Despite this comfortable backdrop, there are the usual political risks e.g. Italy, Brexit and Mexico, the geopolitical ones, including North Korea and the Middle East and there are the potential economic ones – a sharper-than-expected inflation rebound and/ or an earlier-than-anticipated US cyclical slowdown. Of course there are potential financial market risks too, namely an abrupt liquidity shortfall, especially in the case of a market correction.
As Laurence Boone from AX IM comments that the balance of risk has moved away from the political and towards the financial:
While Mexico’s upcoming elections are on our radar, what could keep us awake is more related to financial asset prices and inflation. After 12 months clouded by political uncertainty, the sky looks brighter. While politics could raise concerns in the US, Italy and/ or Spain, risks look more contained than the 2016-2017 political period.
As AXA IM has a bias for EM they should nevertheless be wary of Mexico’s elections, due next summer.
A populist vote, though not our central scenario, cannot be excluded as tensions around NAFTA may increase and a possible contagion wave could spread throughout EM markets.
Also 2018 is not devoid of economic concerns. As fiscal policy loosens somewhat while monetary policy remains accommodative and growth heats up, inflation could easily surprise on the upside, yielding a sharp repricing of interest rates. Central banks have tools to address such a scenario but it will be a challenge to tame inflation without hurting GDP growth.

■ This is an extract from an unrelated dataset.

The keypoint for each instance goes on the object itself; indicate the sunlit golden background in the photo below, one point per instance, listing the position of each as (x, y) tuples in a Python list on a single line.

The greater concern on AX IM risk radar is financial risks, which have built-up after a decade of ultra-low interest rates. Their first concern is leverage of non-financial corporates in the US and China.
Although the economic situation is very healthy, a repricing is possible in the US while China is still struggling with exceptional levels of corporate leverage. Even though China has the balance sheet to absorb it, it could send jitters through financial markets, especially at the time when EMs could be affected by trade policy issues.
In addition, the extended search for yield has fostered a herding towards – and concentration in – increasingly alternative carry strategies, which could hurt when they unfold.
Finally, the rise of volatility-driven investors also increases the vulnerability of forced-selling cycles.
To conclude, the outlook has not looked so bright for years, yet, when the sky looks too clear, without playing Cassandra, we would pay extra attention and carefully monitor all signs of potential derailment, such as inflationary pressure, or abnormal bouts of volatility in some asset classes or carry trades. Market liquidity for some asset class could then suddenly reduce, creating heightened tensions.